查—算分离机制
Search documents
刚刚,DeepSeek 突发梁文峰署名新论文:V4 新架构提前曝光?
AI前线· 2026-01-12 22:41
Core Insights - DeepSeek has released a significant technological achievement by open-sourcing a new paper and module called Engram, which introduces a "lookup-computation separation" mechanism to enhance the performance of large language models in various tasks [2][5]. Summary by Sections Introduction of Engram - Engram is a scalable, lookup-based memory module designed to improve the efficiency of language models by separating memory retrieval from computational tasks [10][18]. Need for Engram - Traditional large language models rely on Transformer and Mixture-of-Experts (MoE) architectures, which combine memory and computation in a way that can lead to inefficiencies.

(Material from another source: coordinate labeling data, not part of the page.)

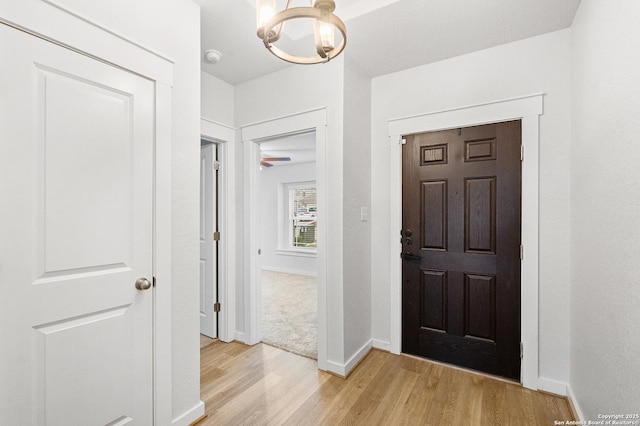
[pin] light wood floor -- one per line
(262, 385)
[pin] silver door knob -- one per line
(143, 284)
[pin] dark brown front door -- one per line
(461, 247)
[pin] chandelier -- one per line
(325, 23)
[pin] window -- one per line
(302, 221)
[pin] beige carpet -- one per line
(289, 312)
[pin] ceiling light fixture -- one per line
(325, 23)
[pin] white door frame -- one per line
(312, 120)
(88, 38)
(224, 137)
(528, 109)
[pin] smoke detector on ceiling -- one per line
(213, 56)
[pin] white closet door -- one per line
(76, 164)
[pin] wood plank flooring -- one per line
(262, 385)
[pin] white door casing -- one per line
(208, 247)
(76, 156)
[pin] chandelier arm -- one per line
(283, 22)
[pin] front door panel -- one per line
(461, 245)
(76, 190)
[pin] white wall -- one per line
(216, 102)
(273, 206)
(291, 91)
(605, 248)
(357, 194)
(535, 65)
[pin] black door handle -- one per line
(410, 256)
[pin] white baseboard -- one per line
(190, 416)
(290, 271)
(344, 369)
(574, 403)
(552, 386)
(382, 345)
(240, 337)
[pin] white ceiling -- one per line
(383, 36)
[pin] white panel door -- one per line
(208, 247)
(76, 146)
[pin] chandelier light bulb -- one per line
(327, 36)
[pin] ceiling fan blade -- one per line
(276, 159)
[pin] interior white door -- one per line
(76, 223)
(208, 247)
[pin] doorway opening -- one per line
(311, 121)
(209, 241)
(288, 227)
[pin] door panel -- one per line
(208, 247)
(76, 159)
(461, 245)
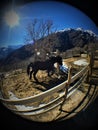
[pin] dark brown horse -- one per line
(43, 65)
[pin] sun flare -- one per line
(11, 18)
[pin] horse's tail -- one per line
(28, 68)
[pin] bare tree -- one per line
(39, 28)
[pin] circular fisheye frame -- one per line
(48, 61)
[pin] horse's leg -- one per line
(31, 74)
(34, 75)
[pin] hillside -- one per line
(63, 40)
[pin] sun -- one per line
(11, 18)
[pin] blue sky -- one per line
(62, 15)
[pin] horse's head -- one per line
(57, 59)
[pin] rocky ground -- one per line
(18, 83)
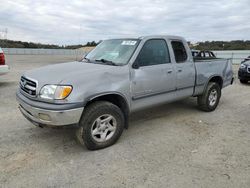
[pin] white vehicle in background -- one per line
(3, 67)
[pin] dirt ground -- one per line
(174, 145)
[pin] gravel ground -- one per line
(173, 145)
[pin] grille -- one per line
(28, 86)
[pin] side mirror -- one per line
(136, 65)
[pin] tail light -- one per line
(2, 59)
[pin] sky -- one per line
(66, 22)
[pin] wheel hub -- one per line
(103, 128)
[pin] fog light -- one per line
(44, 117)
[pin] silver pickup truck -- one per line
(118, 77)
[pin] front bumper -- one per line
(48, 117)
(4, 69)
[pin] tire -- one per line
(101, 125)
(243, 81)
(209, 100)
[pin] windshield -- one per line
(117, 51)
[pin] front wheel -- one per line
(101, 125)
(209, 100)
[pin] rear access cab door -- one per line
(185, 68)
(153, 74)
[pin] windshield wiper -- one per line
(106, 62)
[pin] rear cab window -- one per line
(154, 52)
(180, 52)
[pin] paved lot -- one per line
(174, 145)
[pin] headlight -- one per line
(243, 66)
(55, 92)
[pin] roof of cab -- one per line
(162, 36)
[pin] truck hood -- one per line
(66, 72)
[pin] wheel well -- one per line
(218, 80)
(116, 100)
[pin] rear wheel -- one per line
(243, 81)
(101, 125)
(209, 100)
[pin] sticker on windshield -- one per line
(129, 42)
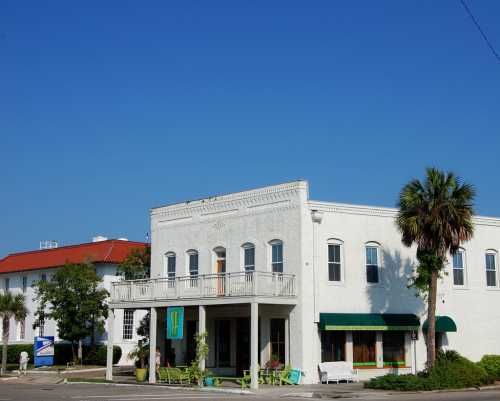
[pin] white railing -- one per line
(238, 284)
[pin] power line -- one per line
(497, 56)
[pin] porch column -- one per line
(109, 347)
(379, 349)
(202, 328)
(254, 345)
(152, 345)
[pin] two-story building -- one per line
(271, 274)
(19, 272)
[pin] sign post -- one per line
(44, 351)
(175, 322)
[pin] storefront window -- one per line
(364, 348)
(332, 346)
(394, 348)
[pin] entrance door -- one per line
(220, 269)
(242, 345)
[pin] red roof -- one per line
(109, 251)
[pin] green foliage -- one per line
(194, 371)
(73, 299)
(92, 355)
(11, 306)
(491, 363)
(451, 371)
(136, 265)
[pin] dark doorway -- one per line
(242, 345)
(191, 328)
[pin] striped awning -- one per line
(368, 321)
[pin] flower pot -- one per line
(140, 374)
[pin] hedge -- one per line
(451, 371)
(491, 363)
(92, 355)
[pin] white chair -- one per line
(337, 371)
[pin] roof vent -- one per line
(48, 244)
(99, 238)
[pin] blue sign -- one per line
(175, 322)
(44, 351)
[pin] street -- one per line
(11, 391)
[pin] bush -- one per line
(451, 370)
(491, 363)
(92, 355)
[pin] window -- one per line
(393, 343)
(277, 256)
(372, 263)
(364, 348)
(491, 269)
(458, 267)
(278, 340)
(332, 346)
(193, 263)
(170, 256)
(335, 261)
(128, 324)
(249, 257)
(22, 329)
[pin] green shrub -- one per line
(491, 363)
(92, 355)
(451, 370)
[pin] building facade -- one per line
(20, 271)
(273, 275)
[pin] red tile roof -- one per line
(109, 251)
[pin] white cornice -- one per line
(382, 211)
(254, 198)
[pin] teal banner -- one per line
(175, 322)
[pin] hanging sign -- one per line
(44, 351)
(175, 322)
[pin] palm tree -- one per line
(436, 215)
(10, 306)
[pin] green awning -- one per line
(368, 321)
(443, 324)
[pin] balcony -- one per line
(206, 286)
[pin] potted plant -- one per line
(140, 354)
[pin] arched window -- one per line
(248, 257)
(372, 251)
(335, 259)
(459, 267)
(193, 262)
(276, 255)
(491, 268)
(170, 262)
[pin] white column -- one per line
(254, 345)
(152, 345)
(202, 328)
(349, 349)
(379, 350)
(109, 351)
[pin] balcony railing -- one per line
(238, 284)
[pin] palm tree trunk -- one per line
(431, 319)
(5, 339)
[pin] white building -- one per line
(270, 273)
(19, 271)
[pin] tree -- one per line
(436, 215)
(136, 265)
(73, 299)
(11, 306)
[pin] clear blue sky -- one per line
(108, 108)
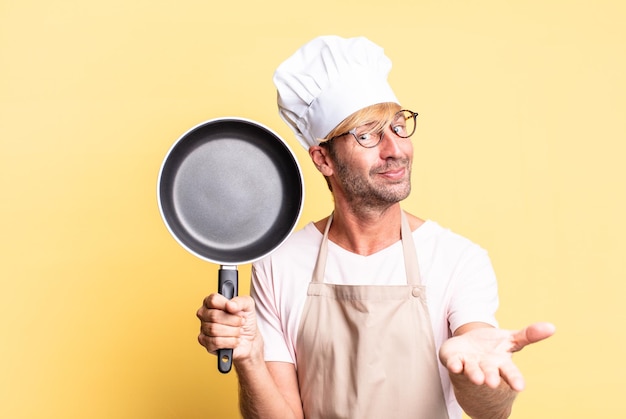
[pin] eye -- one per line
(399, 128)
(364, 137)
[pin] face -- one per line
(372, 177)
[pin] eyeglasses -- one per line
(402, 125)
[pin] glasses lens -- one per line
(403, 124)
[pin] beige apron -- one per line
(368, 351)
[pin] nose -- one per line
(391, 146)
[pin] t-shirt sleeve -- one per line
(475, 295)
(268, 315)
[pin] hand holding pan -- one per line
(230, 191)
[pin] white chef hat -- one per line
(327, 80)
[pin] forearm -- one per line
(483, 402)
(259, 396)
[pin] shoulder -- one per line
(301, 245)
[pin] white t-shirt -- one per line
(458, 275)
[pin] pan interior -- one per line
(231, 191)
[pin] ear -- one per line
(321, 160)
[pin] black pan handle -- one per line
(227, 286)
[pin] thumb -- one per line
(534, 333)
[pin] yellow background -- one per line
(520, 147)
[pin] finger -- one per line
(212, 344)
(212, 329)
(531, 334)
(239, 304)
(216, 301)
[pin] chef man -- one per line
(371, 312)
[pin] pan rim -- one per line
(235, 119)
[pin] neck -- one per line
(365, 232)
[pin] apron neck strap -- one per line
(408, 247)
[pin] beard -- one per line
(372, 192)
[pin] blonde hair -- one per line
(378, 114)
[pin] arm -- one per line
(484, 377)
(267, 390)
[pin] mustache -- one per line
(392, 165)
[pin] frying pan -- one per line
(230, 191)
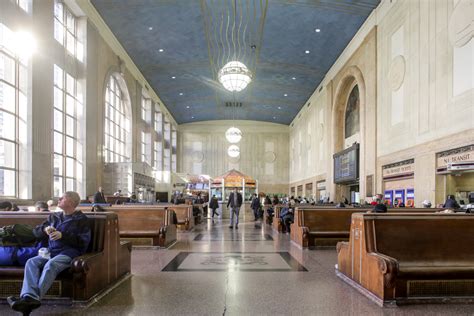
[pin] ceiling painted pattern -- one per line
(143, 27)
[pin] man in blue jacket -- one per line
(235, 202)
(69, 236)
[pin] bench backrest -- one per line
(327, 219)
(135, 218)
(432, 237)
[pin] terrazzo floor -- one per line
(215, 270)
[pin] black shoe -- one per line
(24, 305)
(12, 300)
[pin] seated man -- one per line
(379, 208)
(69, 236)
(41, 206)
(8, 206)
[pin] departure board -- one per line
(346, 165)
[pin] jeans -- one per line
(234, 210)
(40, 274)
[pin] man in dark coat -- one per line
(99, 196)
(69, 236)
(255, 206)
(235, 202)
(214, 205)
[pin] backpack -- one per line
(17, 235)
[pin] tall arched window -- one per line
(352, 113)
(14, 85)
(68, 113)
(117, 122)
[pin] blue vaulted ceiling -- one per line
(143, 27)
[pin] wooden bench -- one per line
(106, 263)
(399, 258)
(322, 227)
(184, 214)
(145, 224)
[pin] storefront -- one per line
(399, 182)
(308, 190)
(455, 174)
(299, 191)
(320, 190)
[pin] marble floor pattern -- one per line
(237, 272)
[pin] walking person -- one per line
(214, 205)
(99, 196)
(235, 202)
(255, 206)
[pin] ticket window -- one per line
(399, 189)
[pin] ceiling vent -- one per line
(232, 104)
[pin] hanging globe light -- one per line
(233, 135)
(234, 76)
(233, 151)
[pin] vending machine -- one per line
(388, 197)
(400, 195)
(410, 198)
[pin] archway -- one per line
(349, 104)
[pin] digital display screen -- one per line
(346, 165)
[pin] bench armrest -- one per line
(387, 266)
(82, 264)
(342, 246)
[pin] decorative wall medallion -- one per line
(269, 156)
(197, 156)
(396, 74)
(234, 159)
(461, 23)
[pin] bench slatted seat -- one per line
(184, 214)
(320, 227)
(147, 224)
(398, 258)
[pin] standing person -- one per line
(69, 236)
(255, 206)
(99, 196)
(275, 200)
(451, 203)
(235, 202)
(214, 205)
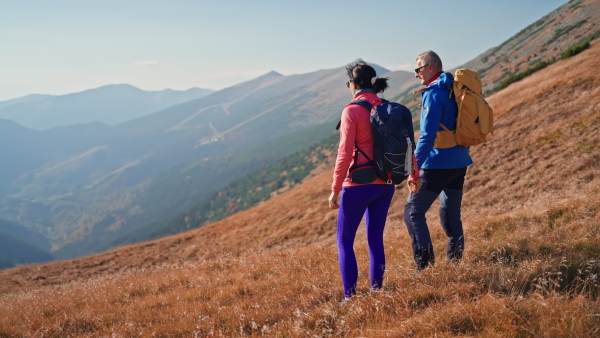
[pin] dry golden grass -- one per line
(532, 221)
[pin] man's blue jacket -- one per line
(439, 106)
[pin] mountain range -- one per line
(90, 187)
(111, 104)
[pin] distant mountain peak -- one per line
(271, 74)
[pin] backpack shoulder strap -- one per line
(363, 103)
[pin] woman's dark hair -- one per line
(363, 75)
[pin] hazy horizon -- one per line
(66, 46)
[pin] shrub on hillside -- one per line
(580, 47)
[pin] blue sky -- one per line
(60, 47)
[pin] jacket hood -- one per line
(445, 80)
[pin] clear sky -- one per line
(65, 46)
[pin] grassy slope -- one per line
(530, 269)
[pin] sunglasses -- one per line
(417, 70)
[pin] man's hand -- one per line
(414, 185)
(333, 201)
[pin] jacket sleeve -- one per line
(431, 115)
(345, 150)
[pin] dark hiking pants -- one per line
(435, 182)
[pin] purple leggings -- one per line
(372, 200)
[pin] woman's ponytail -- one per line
(365, 77)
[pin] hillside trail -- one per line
(544, 153)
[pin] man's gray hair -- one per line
(430, 57)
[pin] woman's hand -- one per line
(333, 201)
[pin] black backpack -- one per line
(393, 140)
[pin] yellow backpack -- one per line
(475, 118)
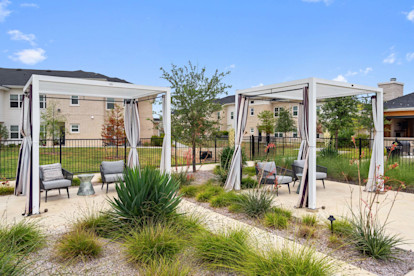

Engram aims to address this by allowing models to handle factual memory and logical reasoning separately [8][9]. Core Technology of Engram - Engram utilizes modernized hashed N-gram embeddings, allowing for O(1) time complexity in memory retrieval, which significantly reduces computational costs while maintaining high retrieval speed [11][13]. Relationship with MoE - Engram provides a new axis of sparsity that complements MoE by offering static memory retrieval capabilities, thus optimizing parameter efficiency. In a 27 billion parameter model, Engram can utilize a large number of parameters for memory while consuming minimal computational resources during inference [15][16]. Performance Metrics - Engram has shown improved performance metrics across various benchmarks, such as achieving a loss of 1.950 on the Pile dataset and an accuracy of 60.4% on MMLU with 5-shot learning, outperforming both Dense and MoE models [17]. Community Reception - The Engram technology has received positive feedback from the community, with users highlighting its potential to separate memory pattern retrieval from neural computation, marking a new direction in model architecture design [18][19][21]. Future Implications - Observers speculate that Engram will be a core component of DeepSeek's upcoming V4 model, indicating a significant architectural advancement in memory and reasoning collaboration [22][23].